The heap results aren't sorted like the linear results. Just to be complete, I think the function should return sorted(heap). After all, it might take a millisecond to sort 10 numbers. ;-)

As a casual pythoner, I appreciate a post like this, where a cool feature I didn't know about is explored.

2011-06-05 06:36:18

if-statements are expensive!

try this:

def faster_heap_search(bigArray, k):

heap = bigArray[:k]

for item in bigArray:

if item > heap[0]:

heapq.heappop(heap)

heapq.heappush(heap, item)

return sorted(heap)

otherwise, nice post.

but always remember: premature optimization is the root of all evil!

2011-06-05 06:47:09

Thanks for introducing the heapq module :)

BTW, I just discovered that this module also includes two functions that are intended for the job as described here - finding the largest/smallest n items in a list.

Then I try the heapq.nlargest function on `bigArray`, and it turns out about 1 second slower than your code.

2011-06-05 17:31:02

You can do better by using the k-th element selection algorithm, getting an O(n + k log k) algorithm if you care about the order of the top items and O(n) if you don't.

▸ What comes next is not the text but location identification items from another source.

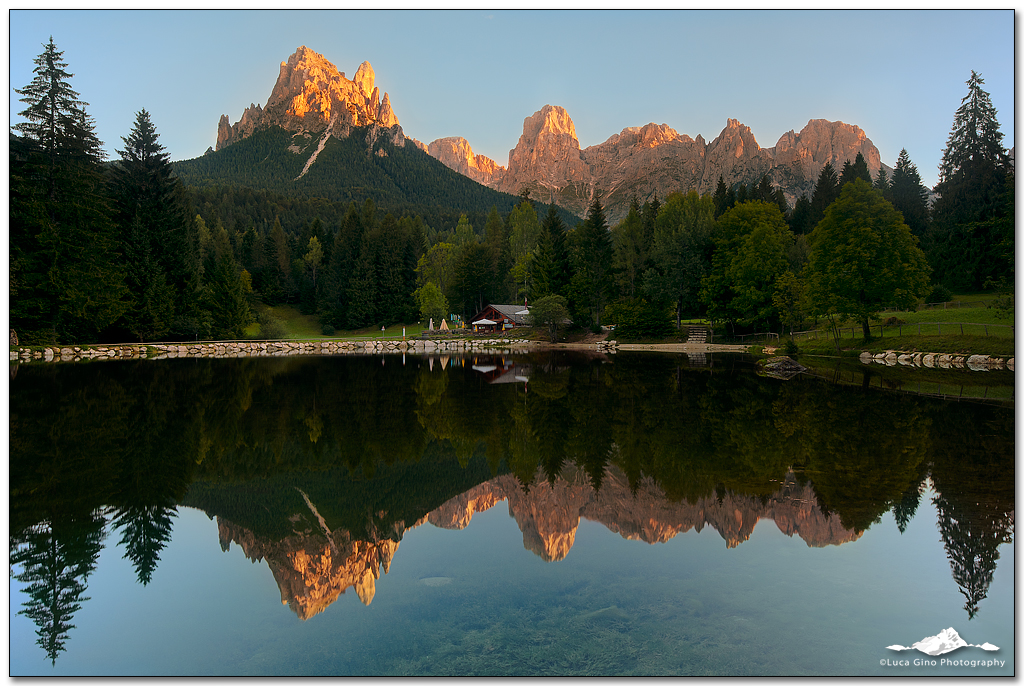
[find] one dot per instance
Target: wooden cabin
(500, 317)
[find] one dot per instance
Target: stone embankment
(262, 349)
(937, 360)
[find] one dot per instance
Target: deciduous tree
(863, 258)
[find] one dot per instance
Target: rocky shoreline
(939, 360)
(261, 349)
(282, 348)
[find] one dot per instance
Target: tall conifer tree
(972, 199)
(60, 216)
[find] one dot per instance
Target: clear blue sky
(477, 74)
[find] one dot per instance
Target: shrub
(939, 294)
(639, 318)
(270, 328)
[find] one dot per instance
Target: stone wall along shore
(937, 360)
(262, 349)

en.wikipedia.org/wiki/Selection_algorithm#Application_of_simple_selection_algorithms

2011-06-05 17:40:49

In C++, rather than std::priority_queue it's easier to use either:

1. std::nth_element: selection algorithm in O(n)

2. std::partial_sort: partial sort algorithm in O(n * log k)

priority queues are good if you have a stream of incoming values, say from disk or the network, and you don't want to store all n in memory at once.

2011-06-06 17:25:39

Of course, the first code sample takes less time and thought to write.

Unless the list contains millions of elements or is called 100's of times a second, I would use the first method - we can always change it to use the second later when and if profiling determines this to be a bottleneck.

2012-07-18 17:45:19

I think it would be better to use heapq.heapreplace instead of heappop followed by heappush.

2012-08-28 20:40:26

Coincidentally, I just wrote some code that needed to do this, on the same day this popped on reddit/r/programming. When I wrote my algorithm, I didn't even have to step back and go "EWWWW! that smells", I knew I was doing it inefficiently.

Luckily, the longest list I'm dealing with is less than 500 items, and should generally be less than 100, but I may implement this algorithm instead.